Number of unpaired electrons $(n)=3$

$$\mu=\sqrt{3(3+2)}=\sqrt{15}=3.87 \mathrm{BM}$$

$\left[\mathrm{Co}(\mathrm{CN})_6\right]^{3-}$ i.e., $\mathrm{Co}^{3+}$

$\because \quad \mathrm{CN}$ is strong field ligand.

$$\mathrm{Co}^{3+}=3 \mathrm{~d}^6\left(\mathrm{or} t_{2 g}^6 \mathrm{e}_g^0\right)$$

There is no unpaired electron, so it is diamagnetic.

$$\mu=0$$

(b) $\left[\mathrm{FeF}_6\right]^{3-}$,

$\mathrm{Fe}^{3+}=3 d^5\left(\right.$ or $\left.t_{2 g}^3 e_g^2\right)$

Number of unpaired electrons, $n=5$

$$\begin{aligned} \mu & =\sqrt{5(5+2)} \\ & =\sqrt{35}=5.92 \mathrm{BM} \\ {\left[\mathrm{Fe}\left(\mathrm{H}_2 \mathrm{O}\right)_6\right]^{2+} } & \end{aligned}$$

$$\mathrm{Fe}^{2+}=3 d^6\left(\operatorname{or} t_{2 g}^4 e_g^2\right)$$

Number of unpaired electrons, $n=4$

$$\begin{aligned} \mu & =\sqrt{4(4+2)} \\ Z & =\sqrt{24} \\ & =4.98 \mathrm{BM} \\ {\left[\mathrm{Fe}(\mathrm{CN})_6\right]^{4-} } & \end{aligned}$$

Since, $\mathrm{CN}^{-}$is a strong field ligand, all the electrons get paired.

$$\mathrm{Fe}^{2+}=3 d^6\left(\operatorname{or} t_{2 g}^6 e_g^0\right)$$

Because there is no unpaired electron, so it is diamagnetic in nature.

(a) $\left[\mathrm{Mn}(\mathrm{CN})_6\right]^{3-}$

(i) $d^2 s p^3$ hybridisation

(ii) Inner orbital complex because $(n-1) d$-orbitals are used.

(iii) Paramagnetic, as two unpaired electrons are present.

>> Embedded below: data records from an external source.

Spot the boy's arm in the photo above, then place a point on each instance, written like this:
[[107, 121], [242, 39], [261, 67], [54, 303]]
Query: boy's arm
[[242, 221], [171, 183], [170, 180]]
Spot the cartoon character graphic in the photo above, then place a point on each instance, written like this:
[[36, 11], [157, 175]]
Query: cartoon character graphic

(iv) Spin only magnetic moment $(\mu)=\sqrt{2(2+2)}=\sqrt{8}=2.82 \mathrm{BM}$

$$\begin{aligned} & \text{(b) }\quad{\left[\mathrm{Co}\left(\mathrm{NH}_3\right)_6\right]^{3+}} \\ & \mathrm{Co}^{3+}=3 d^6 4 s^0 \end{aligned}$$

( $\mathrm{NH}_3$ pair up the unpaired $3 d$ electrons.)

(i) $d^2 s p^3$ hybridisation

(ii) Inner orbital complex because of the involvement of $(n-1) d$-orbital in bonding.

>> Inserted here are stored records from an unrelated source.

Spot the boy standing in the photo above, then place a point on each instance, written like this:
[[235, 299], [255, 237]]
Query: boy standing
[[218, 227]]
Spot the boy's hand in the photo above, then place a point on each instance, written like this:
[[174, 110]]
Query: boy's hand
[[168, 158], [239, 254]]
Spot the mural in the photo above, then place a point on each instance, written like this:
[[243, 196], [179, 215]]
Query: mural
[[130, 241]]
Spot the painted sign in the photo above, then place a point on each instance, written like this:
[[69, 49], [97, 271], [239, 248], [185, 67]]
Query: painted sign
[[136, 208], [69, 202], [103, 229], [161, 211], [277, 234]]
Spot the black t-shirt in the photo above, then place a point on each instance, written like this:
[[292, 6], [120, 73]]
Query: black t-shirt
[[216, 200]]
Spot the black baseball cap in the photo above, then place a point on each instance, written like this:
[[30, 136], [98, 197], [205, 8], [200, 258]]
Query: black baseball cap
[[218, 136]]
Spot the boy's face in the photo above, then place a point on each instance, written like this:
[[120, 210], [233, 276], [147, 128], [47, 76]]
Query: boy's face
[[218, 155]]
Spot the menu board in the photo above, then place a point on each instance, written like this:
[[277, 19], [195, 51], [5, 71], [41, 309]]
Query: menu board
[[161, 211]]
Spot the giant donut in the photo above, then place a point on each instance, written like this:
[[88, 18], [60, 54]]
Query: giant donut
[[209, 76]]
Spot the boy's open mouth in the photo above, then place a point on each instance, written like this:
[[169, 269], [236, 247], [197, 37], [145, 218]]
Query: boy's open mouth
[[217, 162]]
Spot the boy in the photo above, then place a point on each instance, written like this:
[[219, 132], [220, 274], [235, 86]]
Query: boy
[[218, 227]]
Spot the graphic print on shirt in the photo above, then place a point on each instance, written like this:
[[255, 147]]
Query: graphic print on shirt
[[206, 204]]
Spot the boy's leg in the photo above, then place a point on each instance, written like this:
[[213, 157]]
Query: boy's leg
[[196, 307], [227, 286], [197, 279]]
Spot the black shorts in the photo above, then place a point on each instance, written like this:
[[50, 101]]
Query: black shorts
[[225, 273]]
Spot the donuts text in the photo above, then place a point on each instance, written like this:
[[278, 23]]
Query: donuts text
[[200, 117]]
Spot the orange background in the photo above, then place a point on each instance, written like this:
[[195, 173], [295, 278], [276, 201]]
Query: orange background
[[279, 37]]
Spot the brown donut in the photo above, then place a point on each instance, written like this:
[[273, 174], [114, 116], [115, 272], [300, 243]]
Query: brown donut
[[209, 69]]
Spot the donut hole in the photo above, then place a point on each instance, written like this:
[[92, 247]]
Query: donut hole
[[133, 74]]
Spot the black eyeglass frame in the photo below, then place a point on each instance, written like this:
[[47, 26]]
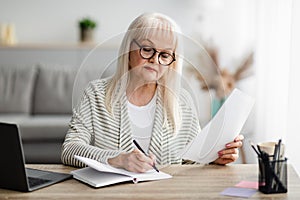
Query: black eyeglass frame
[[155, 51]]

(iii) Diamagnetic, as no unpaired electron is present.

(iv) $\mu=\sqrt{n(n+2)}=\sqrt{0(0+2)}=0$ (Zero)

(c) $\left[\mathrm{Cr}\left(\mathrm{H}_2 \mathrm{O}\right)_6\right]^{3+}$

(i) $d^2 s p^3$ hybridisation

(ii) Inner orbital complex (as $(n-1) d$-orbital take part.)

(iii) Paramagnetic (as three unpaired electrons are present.)

(iv) $\mu=\sqrt{n(n+2)}=\sqrt{3(3+2)}=\sqrt{15}=3.87 \mathrm{BM}$

$\begin{aligned} & \text { (d) }\left[\mathrm{Fe}(\mathrm{Cl})_6\right]^{4-} \\ & \mathrm{Fe}^{2+}=3 d^6\end{aligned}$

(i) $s p^3 d^2$ hybridisation

(ii) Outer orbital complex because $n d$-orbitals are involved in hybridisation.

(iii) Paramagnetic (because of the presence of four unpaired electrons).

(iv) $\mu=\sqrt{n(n+2)}=\sqrt{4(4+2)}=\sqrt{24}=4.9 \mathrm{BM}$

' $A$ ' gives precipitate with $\mathrm{AgNO}_3$, so in it Cl is present outside the coordination sphere. ' $B$ ' gives precipitate with $\mathrm{BaCl}_2$, so in it $\mathrm{SO}_4^{2-}$ is present outside the coordination sphere.

(a) $\mathrm{So}, \mathrm{A}-\left[\mathrm{Co}\left(\mathrm{NH}_3\right)_5 \mathrm{SO}_4\right] \mathrm{Cl}$

$B-\left[\mathrm{Co}\left(\mathrm{NH}_3\right)_5 \mathrm{Cl}\right] \mathrm{SO}_4$

(b) Ionisation isomerism (as give different ions when subjected to ionisation.)

(c) $[A]$, Pentaamminesulphatocobalt (III) chloride.

[B], Pentaamminechloridocobalt (III) sulphate.